No fundraising system would be effective without the ability to easily enter and manage donations, but the systems we looked at vary a lot in terms of capabilities in this area.
Most offer several ways to enter a donation: from an individual or organization contact record; from a donation or gift menu; using a quick entry form; or importing a spreadsheet of gifts into the database. When you enter a gift, most systems allow you to search for the donor in the system to prevent duplicate records. But will the system provide suggestions based on a partial match of a name? Does it offer a Soundex search that will bring in results that sound similar or a fuzzy search that brings in non-exact matches?
As you consider the ease of adding gifts, also consider your own process—especially when it comes to reconciling gifts with your accounting system. Some systems require that all gifts be entered as part of a batch (a grouping of gifts for a particular time frame that can be transferred as a single entity to your accounting system). Other systems offer little support for batches, which can be a problem if you’re used to reconciling that way. Some offer a middle ground, such as defining batches for gifts you’ve already entered. Can you associate a gift with a fund or even split gifts across funds?
The systems also vary in their support for types of gifts. Most support pledges and let you log when donors promise gifts, but they don’t all make it easy to create a pledge schedule, modify it to suit your needs, or log gifts against those pledges when the gift is made. Does the system alert you to open pledges when you are entering a gift? Will the system allow you to set up automatic pledge payments?
Monthly donors—also known as sustaining donors or recurring donors—are becoming the cornerstone of many nonprofit fundraising programs. The number of sustaining donors has increased each year over the past five years, according to data from the 2020 donoCentrics Sustainer Summit.
Some systems manage recurring donations via a pledge module, while others separate out the functionality and reporting. Does the system automatically process recurring donations each month, or do you need to trigger the payment processing? How does the system handle recurring donors with expiring credit cards? Do you have to run a report each month and contact donors to get updated card information? If so, can you schedule this report to run automatically and be sent to you? Will the system or payment processor automatically send out notifications to donors that their cards are expiring? Some systems have the ability to automatically update expiring credit cards, but may require an additional fee.
How does the system support other gift types? Does it support gifts “in honor of” someone, tribute gifts, stock gifts, in-kind gifts, cryptocurrency gifts? Can you track part of a gift that isn’t tax deductible because a donor received a “premium” (a thank you gift, like a T-shirt, that has value)—and can you track and report on premiums for fulfillment purposes? Define what you really must track for each of these gift types and see what each system offers for your specific needs.

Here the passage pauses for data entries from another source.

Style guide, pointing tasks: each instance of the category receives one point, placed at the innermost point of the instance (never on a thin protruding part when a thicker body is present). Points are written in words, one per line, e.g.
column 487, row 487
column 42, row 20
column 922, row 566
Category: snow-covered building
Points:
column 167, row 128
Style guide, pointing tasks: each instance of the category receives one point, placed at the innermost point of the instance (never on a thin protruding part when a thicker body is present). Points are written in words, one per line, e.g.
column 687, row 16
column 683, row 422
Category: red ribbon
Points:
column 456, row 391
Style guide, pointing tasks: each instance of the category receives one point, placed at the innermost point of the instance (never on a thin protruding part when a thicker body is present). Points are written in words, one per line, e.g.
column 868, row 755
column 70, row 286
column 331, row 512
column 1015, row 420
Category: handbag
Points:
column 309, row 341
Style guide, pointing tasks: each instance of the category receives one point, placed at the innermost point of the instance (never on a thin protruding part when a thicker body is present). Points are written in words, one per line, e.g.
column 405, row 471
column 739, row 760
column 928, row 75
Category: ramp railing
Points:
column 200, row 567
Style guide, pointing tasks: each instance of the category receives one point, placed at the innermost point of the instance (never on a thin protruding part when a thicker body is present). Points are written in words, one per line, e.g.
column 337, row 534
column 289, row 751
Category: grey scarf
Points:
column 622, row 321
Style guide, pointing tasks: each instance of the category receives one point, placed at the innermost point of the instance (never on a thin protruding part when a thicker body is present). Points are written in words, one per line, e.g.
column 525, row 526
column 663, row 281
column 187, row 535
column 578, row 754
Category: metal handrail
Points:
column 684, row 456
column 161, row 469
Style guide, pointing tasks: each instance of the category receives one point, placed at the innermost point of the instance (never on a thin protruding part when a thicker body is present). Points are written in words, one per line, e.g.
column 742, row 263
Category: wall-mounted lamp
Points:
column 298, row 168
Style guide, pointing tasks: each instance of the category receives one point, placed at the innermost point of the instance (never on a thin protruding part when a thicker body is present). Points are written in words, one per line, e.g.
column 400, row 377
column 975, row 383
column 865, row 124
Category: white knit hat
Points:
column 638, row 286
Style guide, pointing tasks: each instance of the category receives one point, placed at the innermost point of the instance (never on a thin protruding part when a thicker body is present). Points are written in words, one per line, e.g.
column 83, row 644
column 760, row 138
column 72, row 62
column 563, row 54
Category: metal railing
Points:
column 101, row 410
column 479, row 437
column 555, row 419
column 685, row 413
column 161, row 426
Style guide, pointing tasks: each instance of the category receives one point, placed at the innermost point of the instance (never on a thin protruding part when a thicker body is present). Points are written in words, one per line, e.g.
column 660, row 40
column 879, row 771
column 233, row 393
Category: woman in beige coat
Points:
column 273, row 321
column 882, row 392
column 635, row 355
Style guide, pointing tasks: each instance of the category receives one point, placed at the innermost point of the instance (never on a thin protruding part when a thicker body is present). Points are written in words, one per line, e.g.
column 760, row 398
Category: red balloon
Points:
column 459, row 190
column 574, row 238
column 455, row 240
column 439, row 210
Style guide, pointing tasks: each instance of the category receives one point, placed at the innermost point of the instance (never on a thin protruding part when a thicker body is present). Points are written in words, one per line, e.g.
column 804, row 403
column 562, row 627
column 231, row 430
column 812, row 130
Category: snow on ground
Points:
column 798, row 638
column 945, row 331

All systems let you track things like the amount and date of a gift. But knowing what made a donor support your organization and how the money came in will help you understand what types of appeals work best for your supporters. Can you easily track a gift by a campaign, appeal, or source? Can you log a “soft credit” for gifts that someone else in the database—say a board member—helped to bring in?

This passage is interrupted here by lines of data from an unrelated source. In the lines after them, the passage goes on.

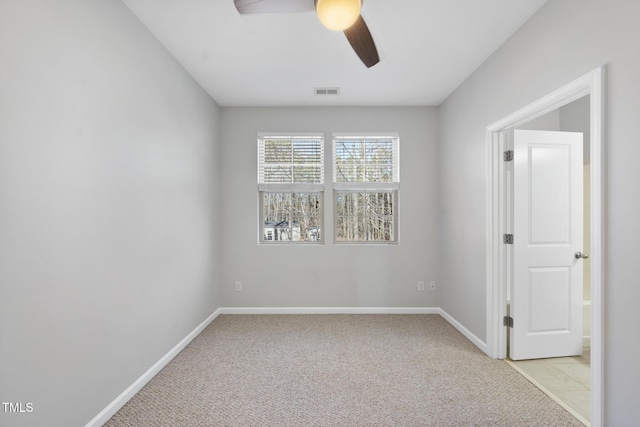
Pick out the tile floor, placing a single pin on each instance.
(566, 379)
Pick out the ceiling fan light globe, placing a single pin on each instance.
(338, 15)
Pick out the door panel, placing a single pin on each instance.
(546, 282)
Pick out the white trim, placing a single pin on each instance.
(589, 84)
(124, 397)
(549, 393)
(330, 310)
(464, 331)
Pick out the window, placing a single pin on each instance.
(290, 188)
(365, 184)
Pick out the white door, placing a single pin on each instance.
(546, 281)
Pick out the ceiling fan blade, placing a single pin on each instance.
(273, 6)
(361, 41)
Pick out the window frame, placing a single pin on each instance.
(392, 187)
(290, 187)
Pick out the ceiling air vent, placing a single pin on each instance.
(327, 91)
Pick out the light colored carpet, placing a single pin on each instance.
(337, 370)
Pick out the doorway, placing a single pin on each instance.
(496, 280)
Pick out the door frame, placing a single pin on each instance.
(590, 84)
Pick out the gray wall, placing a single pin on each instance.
(564, 40)
(108, 206)
(330, 275)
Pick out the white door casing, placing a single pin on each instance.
(546, 282)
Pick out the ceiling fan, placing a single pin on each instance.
(337, 15)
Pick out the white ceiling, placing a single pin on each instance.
(427, 49)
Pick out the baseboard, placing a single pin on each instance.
(330, 310)
(464, 331)
(124, 397)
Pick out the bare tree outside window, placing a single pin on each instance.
(365, 188)
(290, 180)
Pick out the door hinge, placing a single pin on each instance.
(508, 155)
(508, 321)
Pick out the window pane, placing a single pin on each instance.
(290, 160)
(364, 160)
(291, 216)
(363, 216)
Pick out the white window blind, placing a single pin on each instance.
(290, 188)
(291, 161)
(366, 177)
(366, 161)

Systems vary widely in how they support online donations. According to the 2018 Global Trends in Giving report, 60 percent of donors in North America prefer to give online. Key differentiators among systems include the ease of setting up online giving forms, the extent to which you can customize the look and feel of your forms, how the forms interact with your website (does the system provide you with a code that allows you to embed the form in your website, or do you have to link to a donation page on the vendor’s site?), and how online donations are added to the database (do they wait in a queue for you to review and approve or are they automatically added to that database?). Also, as mobile giving becomes increasingly prevalent, it is important to consider whether a system’s online donation pages are mobile-optimized.
Finally, what additional information do you need to collect on gift records? Can you enter free-form notes to refer to later or attach a document to a gift record? Can you add in custom fields to collect information not included in standard database fields?